Ich habe das ehrlich gesagt nicht so ganz verstanden.

Mal angenommen, es gibt eine DE-Anmeldung beim DPMA aus dem Jahr 2012, die sich noch in der Prüfung befindet und längst offengelegt ist. Prio von 12 Monaten ist natürlich längst vorbei.

Eröffnet sich über die in der Wikipedia-Diskussion skizzierte US-Rechtslage für den DE-Anmelder die Perspektive, die DE-Anmeldung als nationales US-Patent bei USPTO anzumelden, obwohl die Priofrist längst vorbei ist?

Vielen Dank im Voraus für einen Tipp.

MfG
Michael
 

philkopter

GOLD - Mitglied
Hallo

grundsätzlich wäre ich vorsichtig damit was irgendwelche Leute bei Wikipedia veröffentlichen. Dieser Kommentar stammt aus 2008 und seitdem hat sich einiges getan. Um genau zu sein wurde die Hilmer Doctrine mit dem AIA (America invents act) aus der Welt geschafft. Hier ist eine ganz gute Zusammenfassung:

http://www.pharmapatentsblog.com/20...he-disharmonious-loss-of-the-hilmer-doctrine/

Anmeldungen mit ausländischen Prios hatten auch PRE-AIA das Priodatum als frühestes Datum und intervening prior art galt nicht als neuheitsschädlich. Allerdings konnten diese Anmeldungen nicht selbst als neuheitsschädlich ab Priodatum zitiert werden. Etwas schwachsinnig, aber irgendwie auch typisch amerikanisch.

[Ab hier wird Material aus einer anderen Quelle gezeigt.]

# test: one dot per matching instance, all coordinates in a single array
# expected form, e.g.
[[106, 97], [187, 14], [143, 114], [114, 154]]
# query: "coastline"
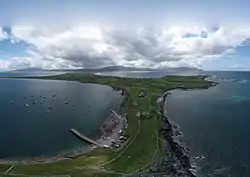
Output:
[[67, 154], [175, 160]]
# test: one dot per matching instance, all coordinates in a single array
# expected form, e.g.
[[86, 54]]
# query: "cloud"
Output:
[[3, 34], [93, 45]]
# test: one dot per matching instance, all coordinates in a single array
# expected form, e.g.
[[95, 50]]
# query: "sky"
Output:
[[63, 34]]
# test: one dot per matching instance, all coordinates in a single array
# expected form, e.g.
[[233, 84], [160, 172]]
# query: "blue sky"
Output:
[[57, 34]]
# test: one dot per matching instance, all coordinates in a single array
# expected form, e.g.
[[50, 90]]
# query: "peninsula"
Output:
[[150, 145]]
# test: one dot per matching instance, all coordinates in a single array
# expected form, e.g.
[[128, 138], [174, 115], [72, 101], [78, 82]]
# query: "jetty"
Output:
[[82, 137]]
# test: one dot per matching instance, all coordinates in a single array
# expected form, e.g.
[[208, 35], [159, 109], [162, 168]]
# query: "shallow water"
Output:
[[34, 121]]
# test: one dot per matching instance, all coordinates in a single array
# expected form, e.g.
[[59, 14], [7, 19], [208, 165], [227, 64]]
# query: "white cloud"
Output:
[[95, 45], [3, 34]]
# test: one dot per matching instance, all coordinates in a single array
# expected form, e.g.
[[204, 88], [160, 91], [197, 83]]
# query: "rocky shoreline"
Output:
[[69, 154], [176, 160]]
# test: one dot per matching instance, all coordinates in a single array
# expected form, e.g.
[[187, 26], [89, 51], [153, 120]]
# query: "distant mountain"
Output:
[[180, 69], [116, 68], [30, 69], [105, 69]]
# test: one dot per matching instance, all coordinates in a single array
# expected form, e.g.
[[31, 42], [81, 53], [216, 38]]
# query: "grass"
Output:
[[142, 133]]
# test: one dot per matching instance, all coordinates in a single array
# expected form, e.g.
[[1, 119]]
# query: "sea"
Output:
[[215, 122], [36, 115]]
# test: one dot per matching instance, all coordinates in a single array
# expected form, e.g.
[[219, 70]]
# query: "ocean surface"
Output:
[[216, 124], [36, 115]]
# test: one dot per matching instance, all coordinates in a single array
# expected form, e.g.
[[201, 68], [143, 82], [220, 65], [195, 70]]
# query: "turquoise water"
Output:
[[36, 115], [216, 124]]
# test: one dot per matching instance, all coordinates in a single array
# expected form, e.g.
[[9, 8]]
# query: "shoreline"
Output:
[[67, 154], [175, 158]]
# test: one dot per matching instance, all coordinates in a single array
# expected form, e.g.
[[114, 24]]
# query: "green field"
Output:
[[143, 143]]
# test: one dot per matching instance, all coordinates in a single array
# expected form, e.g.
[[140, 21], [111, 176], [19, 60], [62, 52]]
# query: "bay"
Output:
[[36, 115]]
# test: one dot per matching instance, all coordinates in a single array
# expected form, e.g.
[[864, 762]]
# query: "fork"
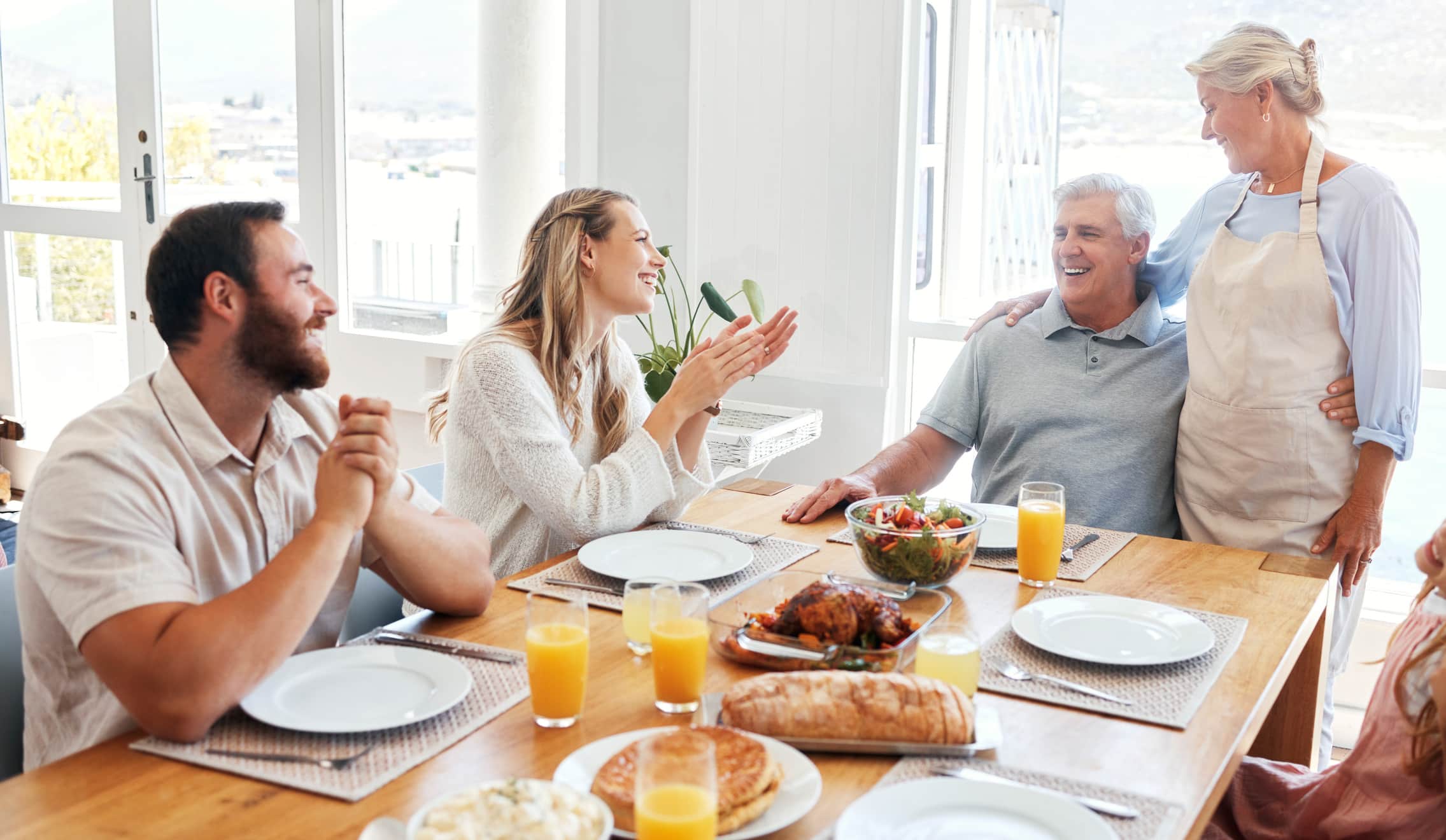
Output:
[[1012, 671], [744, 540], [1069, 553], [292, 758]]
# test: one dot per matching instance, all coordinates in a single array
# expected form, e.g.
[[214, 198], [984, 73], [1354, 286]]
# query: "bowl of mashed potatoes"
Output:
[[513, 809]]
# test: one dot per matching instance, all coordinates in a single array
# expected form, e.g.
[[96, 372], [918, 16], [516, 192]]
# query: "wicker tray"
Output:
[[748, 433]]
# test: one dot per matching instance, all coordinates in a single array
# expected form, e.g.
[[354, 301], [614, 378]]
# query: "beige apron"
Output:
[[1258, 465]]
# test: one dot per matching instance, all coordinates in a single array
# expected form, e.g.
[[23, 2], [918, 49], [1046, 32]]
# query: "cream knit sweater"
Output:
[[514, 470]]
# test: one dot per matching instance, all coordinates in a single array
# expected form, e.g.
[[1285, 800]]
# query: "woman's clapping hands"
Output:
[[719, 363]]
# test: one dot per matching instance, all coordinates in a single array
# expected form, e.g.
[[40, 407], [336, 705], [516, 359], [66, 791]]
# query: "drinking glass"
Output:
[[676, 794], [951, 652], [680, 645], [557, 658], [637, 608], [1042, 533]]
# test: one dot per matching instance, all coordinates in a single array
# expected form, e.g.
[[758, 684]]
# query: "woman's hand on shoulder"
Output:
[[1341, 404], [1012, 310]]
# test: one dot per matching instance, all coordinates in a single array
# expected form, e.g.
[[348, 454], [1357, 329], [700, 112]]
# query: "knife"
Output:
[[441, 647], [583, 586], [1101, 806], [1069, 553]]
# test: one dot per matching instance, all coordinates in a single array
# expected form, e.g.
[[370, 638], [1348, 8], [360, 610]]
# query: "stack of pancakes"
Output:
[[748, 780]]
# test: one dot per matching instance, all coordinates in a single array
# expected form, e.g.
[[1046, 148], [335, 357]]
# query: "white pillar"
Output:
[[521, 97]]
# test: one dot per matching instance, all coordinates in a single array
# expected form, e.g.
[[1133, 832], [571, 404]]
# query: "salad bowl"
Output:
[[909, 538]]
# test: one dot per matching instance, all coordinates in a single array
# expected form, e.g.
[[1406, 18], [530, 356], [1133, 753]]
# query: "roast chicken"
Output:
[[839, 613]]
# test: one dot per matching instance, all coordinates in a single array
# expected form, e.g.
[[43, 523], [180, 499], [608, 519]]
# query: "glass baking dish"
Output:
[[735, 640]]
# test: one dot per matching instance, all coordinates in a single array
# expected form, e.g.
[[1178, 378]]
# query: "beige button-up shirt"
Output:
[[143, 501]]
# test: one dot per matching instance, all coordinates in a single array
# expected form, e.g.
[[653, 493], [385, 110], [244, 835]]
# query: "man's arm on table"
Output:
[[916, 461], [178, 667], [437, 560], [920, 459]]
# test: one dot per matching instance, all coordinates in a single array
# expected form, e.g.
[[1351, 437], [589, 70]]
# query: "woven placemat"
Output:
[[1165, 694], [495, 689], [1086, 560], [770, 556], [1157, 817]]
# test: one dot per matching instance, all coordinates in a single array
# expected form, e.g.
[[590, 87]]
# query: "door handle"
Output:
[[148, 178]]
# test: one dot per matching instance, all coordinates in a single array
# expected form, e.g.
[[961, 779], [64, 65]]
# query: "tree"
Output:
[[61, 139]]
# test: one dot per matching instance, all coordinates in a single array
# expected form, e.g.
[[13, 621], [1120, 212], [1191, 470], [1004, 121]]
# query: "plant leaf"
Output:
[[657, 384], [755, 300], [718, 304]]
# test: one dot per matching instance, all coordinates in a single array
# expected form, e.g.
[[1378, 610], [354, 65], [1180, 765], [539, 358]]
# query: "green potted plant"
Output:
[[661, 363]]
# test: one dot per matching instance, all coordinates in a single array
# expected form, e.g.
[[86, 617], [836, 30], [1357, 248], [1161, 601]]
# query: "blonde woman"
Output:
[[1391, 784], [550, 438], [1299, 268]]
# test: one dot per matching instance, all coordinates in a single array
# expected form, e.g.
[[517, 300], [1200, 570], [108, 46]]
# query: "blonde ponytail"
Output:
[[1254, 52]]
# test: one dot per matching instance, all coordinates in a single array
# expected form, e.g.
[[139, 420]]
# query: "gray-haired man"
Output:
[[1086, 392]]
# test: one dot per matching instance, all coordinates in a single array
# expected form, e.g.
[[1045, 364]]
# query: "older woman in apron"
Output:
[[1302, 268]]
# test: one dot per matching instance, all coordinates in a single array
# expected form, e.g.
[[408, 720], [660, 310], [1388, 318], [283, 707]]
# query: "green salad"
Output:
[[900, 541]]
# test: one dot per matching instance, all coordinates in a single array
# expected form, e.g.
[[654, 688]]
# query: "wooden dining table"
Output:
[[1266, 702]]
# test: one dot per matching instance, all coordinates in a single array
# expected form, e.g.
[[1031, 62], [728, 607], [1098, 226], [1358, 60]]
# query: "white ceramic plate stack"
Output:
[[1001, 527], [1112, 631], [967, 809], [797, 794], [689, 556], [358, 689]]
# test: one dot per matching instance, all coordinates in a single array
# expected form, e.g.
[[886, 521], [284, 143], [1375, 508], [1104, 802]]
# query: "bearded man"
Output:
[[185, 537]]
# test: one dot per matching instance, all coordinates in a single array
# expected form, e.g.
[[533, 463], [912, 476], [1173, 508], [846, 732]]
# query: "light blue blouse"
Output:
[[1373, 262]]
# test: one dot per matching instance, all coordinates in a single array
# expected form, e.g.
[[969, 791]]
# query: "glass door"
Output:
[[71, 197], [116, 116]]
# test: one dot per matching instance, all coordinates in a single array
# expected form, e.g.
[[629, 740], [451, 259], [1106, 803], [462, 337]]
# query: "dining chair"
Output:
[[375, 602], [12, 680]]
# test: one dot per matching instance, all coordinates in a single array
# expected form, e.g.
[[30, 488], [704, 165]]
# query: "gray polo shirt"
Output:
[[1052, 401]]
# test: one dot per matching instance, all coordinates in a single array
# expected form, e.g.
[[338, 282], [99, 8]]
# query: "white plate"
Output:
[[965, 810], [414, 826], [1001, 525], [1112, 631], [358, 689], [797, 794], [689, 556]]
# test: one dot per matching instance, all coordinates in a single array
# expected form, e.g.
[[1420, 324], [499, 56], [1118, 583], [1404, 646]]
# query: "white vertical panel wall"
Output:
[[794, 181], [794, 172]]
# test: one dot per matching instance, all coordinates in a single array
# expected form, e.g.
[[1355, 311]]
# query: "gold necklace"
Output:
[[1272, 187]]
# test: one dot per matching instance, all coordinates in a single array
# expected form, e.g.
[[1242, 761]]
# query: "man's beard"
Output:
[[275, 350]]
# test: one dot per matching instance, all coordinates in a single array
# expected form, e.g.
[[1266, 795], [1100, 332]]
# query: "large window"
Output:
[[381, 126], [411, 120]]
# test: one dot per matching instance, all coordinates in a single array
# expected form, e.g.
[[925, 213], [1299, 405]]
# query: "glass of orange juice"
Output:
[[637, 608], [557, 658], [680, 645], [676, 794], [1042, 533], [951, 652]]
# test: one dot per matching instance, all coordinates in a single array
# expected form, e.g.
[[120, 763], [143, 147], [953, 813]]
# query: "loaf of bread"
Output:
[[852, 706]]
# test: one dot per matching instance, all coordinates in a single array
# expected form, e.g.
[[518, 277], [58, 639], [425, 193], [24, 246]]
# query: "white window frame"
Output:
[[963, 184], [397, 368], [404, 369]]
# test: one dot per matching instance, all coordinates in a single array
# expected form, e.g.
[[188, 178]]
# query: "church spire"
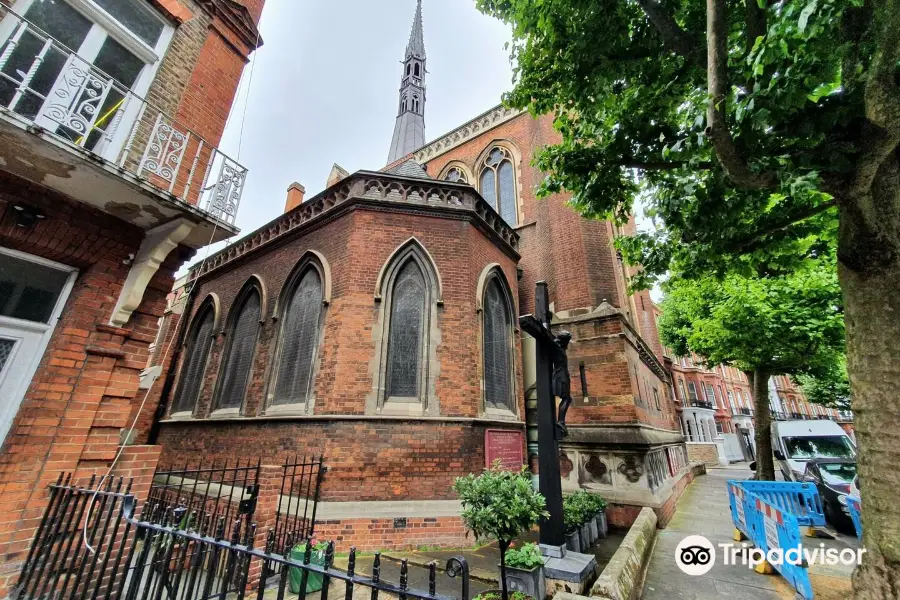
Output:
[[409, 130]]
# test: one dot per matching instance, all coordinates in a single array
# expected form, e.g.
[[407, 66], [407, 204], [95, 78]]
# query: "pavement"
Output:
[[703, 510]]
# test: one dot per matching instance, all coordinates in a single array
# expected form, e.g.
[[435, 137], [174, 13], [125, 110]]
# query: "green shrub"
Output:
[[527, 557], [501, 505]]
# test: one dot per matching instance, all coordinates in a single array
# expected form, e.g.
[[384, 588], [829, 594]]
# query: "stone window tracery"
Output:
[[194, 366], [299, 340], [497, 183], [238, 359]]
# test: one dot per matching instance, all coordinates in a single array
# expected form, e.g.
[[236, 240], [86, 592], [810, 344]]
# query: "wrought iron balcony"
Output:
[[701, 404], [48, 88]]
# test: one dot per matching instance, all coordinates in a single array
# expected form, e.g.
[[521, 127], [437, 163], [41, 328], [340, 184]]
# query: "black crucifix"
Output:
[[552, 372]]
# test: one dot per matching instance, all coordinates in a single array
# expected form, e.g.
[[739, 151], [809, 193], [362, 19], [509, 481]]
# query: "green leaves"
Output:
[[789, 323], [499, 504], [625, 102]]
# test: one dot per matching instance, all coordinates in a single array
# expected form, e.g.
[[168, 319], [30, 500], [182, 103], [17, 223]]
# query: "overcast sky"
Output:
[[324, 87]]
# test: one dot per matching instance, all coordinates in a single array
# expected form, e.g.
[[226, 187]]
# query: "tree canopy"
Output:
[[744, 157], [791, 324]]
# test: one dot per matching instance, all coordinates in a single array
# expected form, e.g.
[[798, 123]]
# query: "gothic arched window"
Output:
[[238, 360], [498, 184], [299, 339], [457, 175], [409, 303], [497, 347], [196, 355]]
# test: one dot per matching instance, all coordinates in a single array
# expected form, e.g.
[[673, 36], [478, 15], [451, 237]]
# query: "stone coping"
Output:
[[314, 418], [375, 188], [623, 576]]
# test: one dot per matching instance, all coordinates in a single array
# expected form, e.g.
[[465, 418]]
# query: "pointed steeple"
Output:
[[416, 45], [409, 130]]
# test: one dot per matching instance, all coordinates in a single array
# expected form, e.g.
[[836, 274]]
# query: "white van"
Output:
[[795, 442]]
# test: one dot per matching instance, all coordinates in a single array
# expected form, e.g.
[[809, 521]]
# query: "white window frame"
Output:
[[46, 329], [105, 24]]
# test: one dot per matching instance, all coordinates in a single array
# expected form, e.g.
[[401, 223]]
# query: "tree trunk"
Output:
[[872, 313], [765, 467]]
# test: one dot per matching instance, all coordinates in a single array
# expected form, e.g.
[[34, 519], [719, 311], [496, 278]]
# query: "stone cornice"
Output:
[[483, 122], [381, 190]]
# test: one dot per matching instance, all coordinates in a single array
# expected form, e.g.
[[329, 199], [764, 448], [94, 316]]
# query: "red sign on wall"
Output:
[[505, 445]]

Hat sich jetzt mit AIA aber dahingehend geändert, dass ausländische Prios vollumfassend anerkannt werden.

VG
 

Armin

GOLD - Mitglied
Hallo zusammen,

[...] Um genau zu sein wurde die Hilmer Doctrine mit dem AIA (America invents act) aus der Welt geschafft.[...]
Hat sich jetzt mit AIA [...] dahingehend geändert, dass ausländische Prios vollumfassend anerkannt werden.

Nur kurze Rückfrage zu dem obigen klaren Schlusswort von philkopter:

Trifft es zu, dass eine deutsche Patentanmeldung oder ein deutsches Gebrauchsmuster oder eine deutsche provisorische Anmeldung (ohne Bezahlung der Anmeldegebühr nur zur Prioritätssicherung) seit AIA uneingeschränkt zur Sicherung der Priorität auch von US-Nachanmeldungen herangezogen werden kann?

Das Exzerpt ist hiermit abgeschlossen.